Figure 5. — a. Structure of the cathepsin B/CA-074 complex. The structure of bovine cathepsin B complexed with CA-074 has been determined by x-ray crystallography by Yamamoto et al., 2000 (100); the PDB ID of this structural data of cathepsin B complexed with CA-074 is ID 1QdQ. This structural data was utilized by us with the Molecular Operating Environment (MOE) (130, 131) for visualization of the interacting features of CA-074 with the cathepsin B structure. The catalytic residue Cys29 (orange) is part of an extended substrate binding groove that is mostly hydrophobic (green) with some polar regions (pink). Using the Schechter and Berger nomenclature (123), Glu245 (yellow) sits in the S2 pocket and the occluding loop blue is orientated close to the S2ʹ pocket. The CA-074 inhibitor is orientated in the substrate binding groove and shown to extend from the S2 to S2ʹ pockets.

b. Illustration of two-dimensional (2D) CA-074 inhibitor and cathepsin B interactions. Interactions of CA-074 with cathepsin B (bovine) were determined from their crystal structure (100); CA-074 interacts with S2’ to S2 subsites of the enzyme.
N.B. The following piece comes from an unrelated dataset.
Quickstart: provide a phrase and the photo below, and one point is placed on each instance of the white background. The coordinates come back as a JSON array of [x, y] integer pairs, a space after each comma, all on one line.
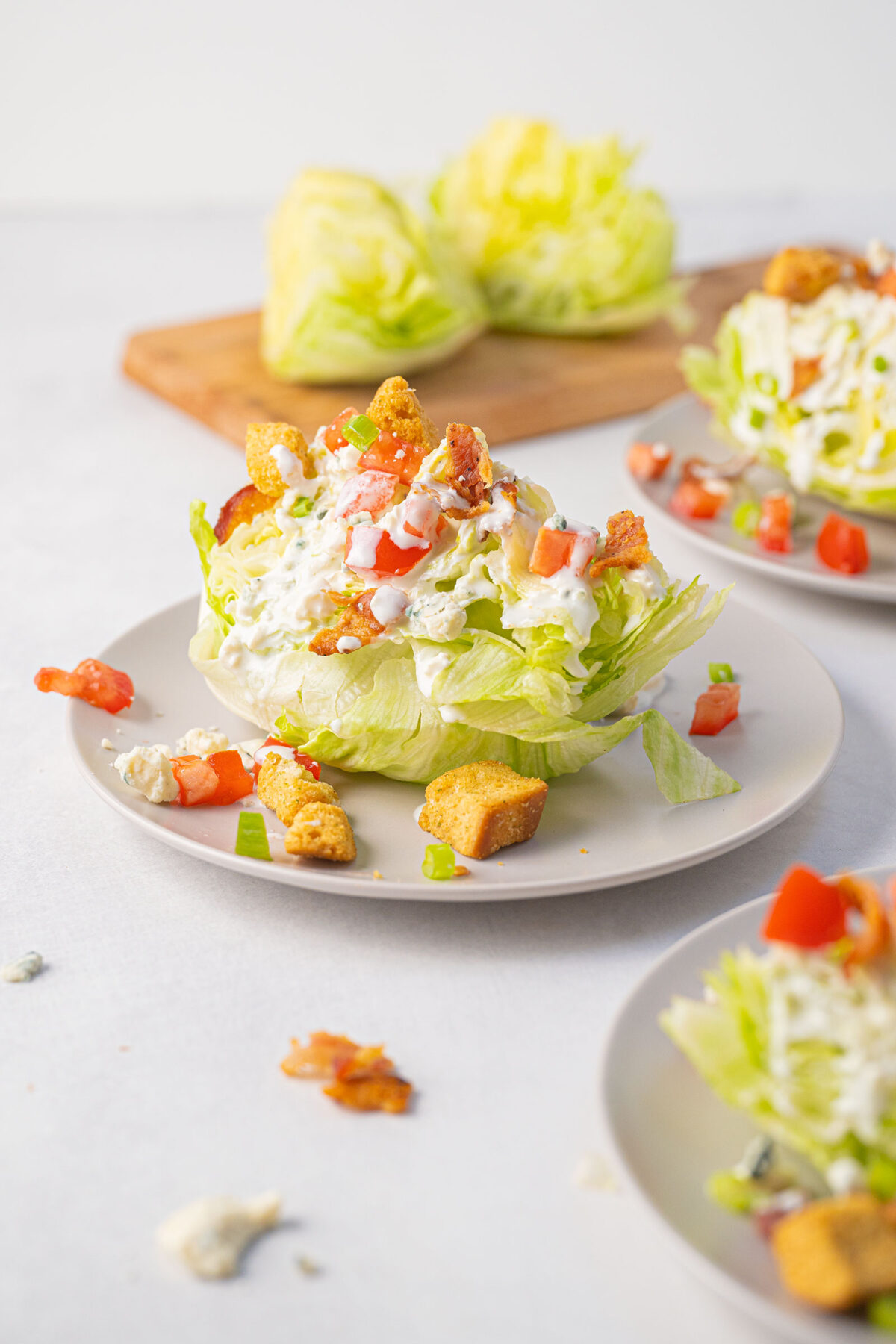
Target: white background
[[187, 102], [141, 146]]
The S2’ subsite interacts with the C-terminal Pro of CA-074 with His110 and His111 of the occluding loop by hydrogen bonding; the S2’ subsite involves Gln23, Gly24, His110, His111 of the occluding loop domain of cathepsin B. The occluding loop is located in manner to block substrate accessibility to Sn’ subsites (n > 3). The S1’ subsite interacts with the Ile of the Ile-Pro C-terminal region of CA-074; the S1’ site is composed of a hydrophobic core of Val176, Leu181, Met196, His199, and Trp221 which holds the Ile side chain of CA-074 through hydrogen bonding with Trp221. The S1 subsite contains the active site Cys29 which forms a covalent bond with the C6 oxirane carbon of CA-074; the S1 pocket is composed of Cys29, Gly27, Gly74, and Gly198. The S2 subsite consists of Glu245, Pro76, Ala173, and Ala200 which form a hydrophobic pocket which accommodates the propyl chain of CA-074. These features of CA-074 covalent linkage to enzyme and interactions with the substrate binding pocket in the vicinity of the occluding loop provide the basis for selective CA-074 inhibition of cathepsin B.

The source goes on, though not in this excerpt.